On January 23, 2019, Maremont Corporation and 3 affiliated Debtors (“Maremont” or the “Debtors”) filed for Chapter 11 protection with the U.S. Bankruptcy Court in the District of Delaware, lead case number 19-10118 [Docket No. 1]. In their Petition, the Debtors, each a wholly-owned, non-operating subsidiary of Meritor, Inc. ("Meritor," NYSE: MTOR) and historically involved in the manufacturing of automobile exhaust parts, noted between 10,000 and 25,000 creditors; estimated assets between $10 million and $50 million; and estimated liabilities between $100 million and $500 million. 
In a press release announcing the consummation of the Debtors' Plan, Meritor stated: "All current and future asbestos claims related to the Debtors' historical asbestos-related activities have been channeled to an asbestos trust (the 'Trust') that will process and satisfy all such claims going forward pursuant to the Trust's resolution and payment procedures.  As previously announced, pursuant to the Plan, which was supported by 100 percent of holders of current asbestos claims against Maremont that voted on the Plan, the Debtors established the Trust in accordance with the provisions of section 524(g) of the U.S. Bankruptcy Code. The Trust has been funded with a $28 million contribution from Meritor and Maremont's remaining assets, including approximately $21 million in cash and intercompany loan receivables less certain amounts needed to pay for the remaining administrative costs of the Chapter 11 Cases, as well as its remaining insurance assets.

Other key terms of the Plan include: 

  • An injunction that permanently protects the reorganized Debtors, Meritor and its subsidiaries, and certain of their related representatives from current and future claims stemming from Maremont's historical asbestos activities;
  • All claims other than asbestos claims against the Debtors will be paid in full or reinstated; and 
  • Meritor's equity interests in Maremont have been cancelled. The Trust now owns 100% of the equity interests in reorganized Maremont."

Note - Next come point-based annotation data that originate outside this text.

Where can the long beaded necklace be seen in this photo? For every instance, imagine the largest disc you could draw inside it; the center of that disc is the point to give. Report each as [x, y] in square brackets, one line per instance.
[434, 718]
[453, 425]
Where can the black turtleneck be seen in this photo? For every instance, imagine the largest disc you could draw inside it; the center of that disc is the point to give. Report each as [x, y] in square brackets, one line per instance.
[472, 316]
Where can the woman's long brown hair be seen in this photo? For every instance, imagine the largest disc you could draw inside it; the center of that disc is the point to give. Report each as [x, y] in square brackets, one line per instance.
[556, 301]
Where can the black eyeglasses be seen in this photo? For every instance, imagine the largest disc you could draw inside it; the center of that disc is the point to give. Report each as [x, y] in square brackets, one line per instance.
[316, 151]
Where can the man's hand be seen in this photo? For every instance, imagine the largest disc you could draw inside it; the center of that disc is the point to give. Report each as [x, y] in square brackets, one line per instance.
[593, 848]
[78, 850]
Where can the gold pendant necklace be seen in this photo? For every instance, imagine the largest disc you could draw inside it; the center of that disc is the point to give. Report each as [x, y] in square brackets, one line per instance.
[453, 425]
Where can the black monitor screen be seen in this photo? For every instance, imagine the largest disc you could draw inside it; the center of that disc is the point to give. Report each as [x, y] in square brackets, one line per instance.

The following is a summary of classes, claims, voting rights and expected recoveries (defined terms are as defined in the Plan):

  • Class 1 (“Priority Non-Tax Claims”) is unimpaired, deemed to accept and not entitled to vote on the Plan. Expected recovery is 100%
  • Class 2 (“Secured Claims”) is unimpaired, deemed to accept and not entitled to vote on the Plan. Expected recovery is 100%
  • Class 3 (“General Unsecured Claims”) is unimpaired, deemed to accept and not entitled to vote on the Plan. Expected recovery is 100%
  • Class 4 (“Asbestos Personal Injury Claims”) is impaired and entitled to vote on the Plan. Expected recovery is 29.1%. The current initial payment percentage assumes initial funding of not less than $58 million. Should the initial funding be between $58mn and $65 million, the initial payment percentage will increase proportionately. To the extent the Asbestos Personal Injury Trust is funded with less than $58 million or more than $65 million the initial payment percentage may be adjusted
  • Class 5 (“Environmental Claims”) is unimpaired, deemed to accept and not entitled to vote on the Plan. Expected recovery is 100%
  • Class 6 (“Intercompany Claims”) is unimpaired/impaired, deemed to accept/reject and not entitled to vote on the Plan. Expected recovery is 0%/100%
  • Class 7 (“Maremont Equity Interests”) is impaired, deemed to reject and not entitled to vote on the Plan. Expected recovery is 0%
  • Class 8 (“Subsidiary Equity Interests”) is unimpaired, deemed to accept and not entitled to vote on the Plan. Expected recovery is 100%

Asbestos Litigation and 524(g) Trust

Maremont, a non-operating subsidiary of Meritor, manufactured certain friction products containing asbestos from 1953 through 1977, when it sold its friction product business, and one of its subsidiaries manufactured certain exhaust products containing asbestos from 1954 to 1978, when it ceased using asbestos in such products. Arvin Industries, Inc., a predecessor of Meritor, acquired Maremont in 1986. Maremont and many other companies are defendants in suits brought by individuals claiming personal injuries as a result of exposure to asbestos-containing products.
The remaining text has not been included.